Litigation Friend by Solomonic
A web based diagnostic tool that helps unrepresented employees bring a claim against their employer.
A legal information virtual assistant that provides free, accessible legal information 24/7, helping people, including vulnerable customers and people with a learning disability, to know their social care rights and challenge unlawful decisions.
MyDigitalRights by Doteveryone and Resolver
An accessible one-stop-shop for the public to exercise their digital rights and access redress for issues they’ve experienced online
CourtNav and FLOWS are tools which enables survivors of domestic abuse to get legal help to protect themselves from abuse, gain court-orders, access legal aid and navigate court-processes, as well as allowing the frontline workers who assist them to be confident using legal remedies.
Resolve Disputes Online
A series of online negotiation and mediation tools which helps consumers and businesses resolve disputes.
TakeNote app by Organise
Take Note is a mobile app that documents evidence of discrimination, harassment and wrongdoing in the workplace.
86% of applicants...
were motivated by the positive social impact to take part in the challenge
The quantity, quality and breadth of the entries was so impressive...
that we were able to secure extra funding to double the number of finalists
51% of the proposed solutions...
covered multiple legal problems, reflecting the potential for tech-based solutions to cut across legal silos
Two winners were announced in April 2020 and were each awarded an additional £50,000 prize to bring their solutions to market.
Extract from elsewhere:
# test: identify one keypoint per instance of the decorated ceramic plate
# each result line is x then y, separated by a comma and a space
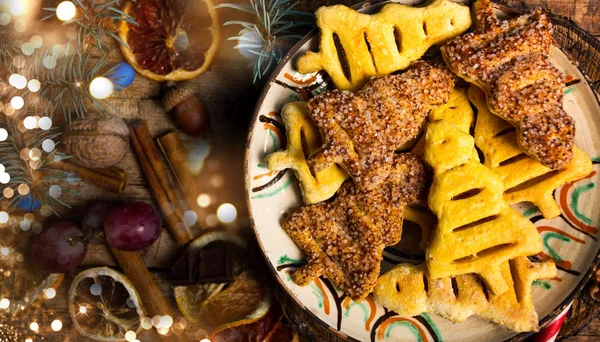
571, 239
Read more below about the innovations that are empowering people and small businesses in need of legal help.
The winners of the Legal Access Challenge
CourtNav and FLOWS by RCJ Advice and Rights of Women
Support to help domestic abuse survivors through innovative platforms that effectively integrate technology with human advice and support. CourtNav collects evidence for a non-molestation order application and links female and male survivors in England and Wales with an accredited domestic abuse legal aid solicitor. A referral app for frontline workers (such as police officers or refuge staff) refers people at risk to the legal help they need. Meanwhile, FLOWS (Finding Legal Options for Women Survivors) specifically empowers women survivors to easily find clear information and local legal support as well as offering a secure webchat app that women can use quickly and discreetly. The FLOWS Discussion Forum also enables practitioners to share advice with peers via a secure platform.
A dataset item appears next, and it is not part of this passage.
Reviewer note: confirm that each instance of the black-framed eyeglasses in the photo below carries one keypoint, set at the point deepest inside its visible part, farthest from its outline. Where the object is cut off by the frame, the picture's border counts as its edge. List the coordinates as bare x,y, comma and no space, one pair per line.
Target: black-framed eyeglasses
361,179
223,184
The Chatbot, developed by Mencap and Access Social Care
A legal information service for the hundreds of thousands with social care needs, the chatbot uses IBM Watson technology to provide free, accessible legal information, particularly for those who are experiencing challenges accessing care. The chatbot enables Access and Mencap to more effectively meet demand for advice by using technology to complement the human expertise of their advisors, allowing them to answer more queries and help more people. Using artificial intelligence, it learns from interactions as people use it, including legal caseworkers and care managers who have been involved in the testing. It helps people understand their rights and access justice, as well as allowing lawyers and advisers to allocate more time to the most complex cases. The chatbot can also be hosted on the websites of other advice organisations to reach even more people.